1. Confirm the input file exists and variable names are correct.
2. Run `scripts/main.R` with the requested method and variable names.
3. Check the output directory for result files under `table/`.

If you omit `--data_file`, the script exits with `SKILL_MISSING_INPUT`.

## Outputs

Expected output structure:

```text
<output_dir>/
├── table/
├── figure/
└── data/
```

Primary result file:

- `table/<output_prefix>_<method>.csv`
- `table/<output_prefix>_<method>.txt`

Result fields include:

- `method`
- `correlation`
- `statistic`
- `p_value`
- `conf_low`
- `conf_high`
- `sample_size`
- `x_variable`
- `y_variable`
- `variable_orientation`

## Choose the Method

- Use `pearson` for linear relationships between continuous variables.
- Use `spearman` for monotonic relationships, non-normal data, or outlier-prone data.

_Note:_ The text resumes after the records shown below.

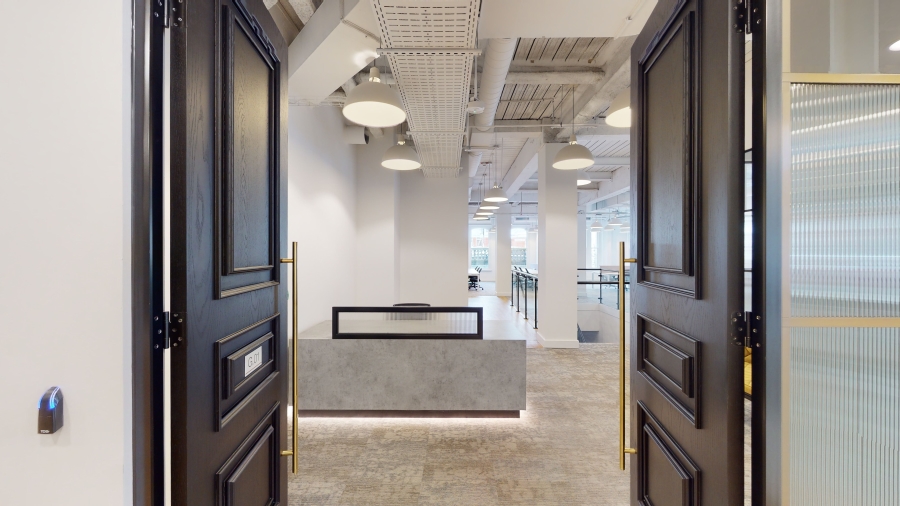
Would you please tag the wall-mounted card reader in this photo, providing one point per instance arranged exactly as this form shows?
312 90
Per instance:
50 411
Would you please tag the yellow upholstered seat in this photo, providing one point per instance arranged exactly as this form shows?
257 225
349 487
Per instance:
748 371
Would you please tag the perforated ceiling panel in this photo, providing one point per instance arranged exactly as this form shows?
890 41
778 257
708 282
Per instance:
429 47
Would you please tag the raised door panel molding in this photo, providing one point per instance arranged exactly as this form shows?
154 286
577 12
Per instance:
666 474
248 97
669 166
669 361
246 363
254 461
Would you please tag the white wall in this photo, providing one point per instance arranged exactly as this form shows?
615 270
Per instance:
432 219
65 256
321 211
376 190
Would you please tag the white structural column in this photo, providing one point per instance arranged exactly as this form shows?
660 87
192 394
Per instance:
582 246
504 254
557 252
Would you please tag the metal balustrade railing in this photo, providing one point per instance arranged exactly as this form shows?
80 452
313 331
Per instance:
607 277
520 282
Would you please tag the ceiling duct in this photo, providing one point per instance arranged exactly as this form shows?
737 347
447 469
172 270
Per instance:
332 47
497 57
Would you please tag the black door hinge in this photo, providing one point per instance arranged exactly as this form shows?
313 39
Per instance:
177 329
745 329
169 13
747 15
169 330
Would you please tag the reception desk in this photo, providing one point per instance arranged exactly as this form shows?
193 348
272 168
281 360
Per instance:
410 362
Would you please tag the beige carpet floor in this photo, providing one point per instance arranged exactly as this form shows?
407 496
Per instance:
562 451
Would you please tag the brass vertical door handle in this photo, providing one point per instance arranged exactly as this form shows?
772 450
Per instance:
293 452
622 450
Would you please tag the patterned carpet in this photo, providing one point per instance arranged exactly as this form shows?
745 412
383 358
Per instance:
562 451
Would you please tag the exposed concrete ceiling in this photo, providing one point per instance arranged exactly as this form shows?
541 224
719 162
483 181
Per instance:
536 103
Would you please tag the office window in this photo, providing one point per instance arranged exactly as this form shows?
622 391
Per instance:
479 247
518 244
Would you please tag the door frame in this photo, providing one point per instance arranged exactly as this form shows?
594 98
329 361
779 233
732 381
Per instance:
760 221
146 254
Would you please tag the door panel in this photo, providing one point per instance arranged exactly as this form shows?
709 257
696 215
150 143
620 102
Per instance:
228 229
687 186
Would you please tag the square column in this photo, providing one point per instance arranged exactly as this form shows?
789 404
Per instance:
557 252
503 264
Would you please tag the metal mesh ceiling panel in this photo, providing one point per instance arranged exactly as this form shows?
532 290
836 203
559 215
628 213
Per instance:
427 23
433 78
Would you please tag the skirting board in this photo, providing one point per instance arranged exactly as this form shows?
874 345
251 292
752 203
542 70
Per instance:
547 343
338 413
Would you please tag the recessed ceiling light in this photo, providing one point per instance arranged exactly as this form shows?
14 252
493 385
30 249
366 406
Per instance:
401 156
495 194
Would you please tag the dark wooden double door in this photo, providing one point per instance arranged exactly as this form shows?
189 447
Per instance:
687 193
228 203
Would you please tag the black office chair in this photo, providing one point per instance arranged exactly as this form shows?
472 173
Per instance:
474 280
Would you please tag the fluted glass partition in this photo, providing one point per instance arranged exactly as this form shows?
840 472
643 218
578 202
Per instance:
845 200
844 378
845 416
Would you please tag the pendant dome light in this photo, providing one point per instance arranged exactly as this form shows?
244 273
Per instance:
583 179
619 112
574 156
496 194
485 206
374 104
401 156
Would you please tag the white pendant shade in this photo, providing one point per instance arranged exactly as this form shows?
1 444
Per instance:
573 157
374 104
401 157
495 194
619 112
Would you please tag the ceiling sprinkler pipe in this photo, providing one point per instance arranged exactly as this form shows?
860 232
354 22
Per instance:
474 162
497 57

## Read These Files When Needed

| Need | File |
|------|------|
| Statistical details and assumptions | `references/algorithm.md` |
| More CLI examples | `references/cli-guide.md` |
| Error diagnosis | `references/troubleshooting.md` |
| Main execution entry point | `scripts/main.R` |
| Sample test data | `tests/data/` |

## Quick Examples

Pearson:

```bash
Rscript scripts/main.R \
  --data_file tests/data/sample_correlation_1.csv \
  --method pearson \
  --x_var variable1 \
  --y_var variable2 \
  --output_dir tests/output_pearson
```

Spearman:

```bash
Rscript scripts/main.R \
  --data_file tests/data/sample_correlation_3.csv \
  --method spearman \
  --x_var "Activated CD8 T cell" \
  --y_var "Central memory CD8 T cell" \
  --output_dir tests/output_spearman
```

## Validation

```bash
Rscript scripts/main.R --help
```

```bash
Rscript scripts/main.R \
  --data_file tests/data/sample_correlation_1.csv \
  --method pearson \
  --x_var variable1 \
  --y_var variable2 \
  --output_dir tests/validation_output
```

After running analysis, verify that `tests/validation_output/table/correlation_pearson.csv` exists.

## Common Errors

- `SKILL_FILE_NOT_FOUND`: Input file path is wrong or inaccessible.
- `SKILL_MISSING_COLUMNS`: One or both requested variables are missing.
- `SKILL_INVALID_DATA`: Input data is malformed or unsuitable for analysis.
- `SKILL_INVALID_PARAMETER`: An argument value is invalid.
- `SKILL_INSUFFICIENT_DATA`: Too few complete observations remain after filtering.
- `SKILL_DEPENDENCY_MISSING`: A required R package such as `optparse` or `data.table` is unavailable.

If the issue is not obvious, read `references/troubleshooting.md`.